La diffusion virtuelle de modèles – par les médias, les catalogues, les paroles – est aussi capitale que celle d’objets réels. Un mobilier publié dans Revue Noire dans les années 1990 gagnait immédiatement une certaine reconnaissance dans le monde culturel franco-africain, comme ce fut le cas récemment en Europe où le design expérimental néerlandais imposait son influence. La différence est que cette influence-ci a touché la production contemporaine grand public (Ikéa par exemple), alors que les concepteurs africains semblent n’avoir qu’un impact marginal sur leurs sociétés. Ils n’ont jusque-là pas trouvé la voie qui leur permettrait de peser sur la production courante d’objets.
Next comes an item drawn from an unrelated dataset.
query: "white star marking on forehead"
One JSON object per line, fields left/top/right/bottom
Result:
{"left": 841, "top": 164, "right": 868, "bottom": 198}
– Cela amène à parler du « design invisible », qui a une valeur plus économique que médiatique : les objets courants, trouvés sur les marchés locaux, qui ne semblent dessinés par personne mais conviennent aux usages en s’adaptant continûment aux modes de vie, ceci par des changements « discrets » : formes, matériaux, couleurs
Quels sont les processus de « design invisible » qui transforment ces objets et les mettent en phase avec les sociétés ? Ces processus, on peut les voir à l’uvre dans la production artisanale à échelle industrielle qui sort des forges de Médine à Bamako (notamment les célèbres marmites en aluminium recyclé) ou dans les productions d’ustensiles en plastique coloré : Sada Diallo, Seneplast
ou, bien sûr, made in China. Le nouveau « partenaire » de l’Afrique.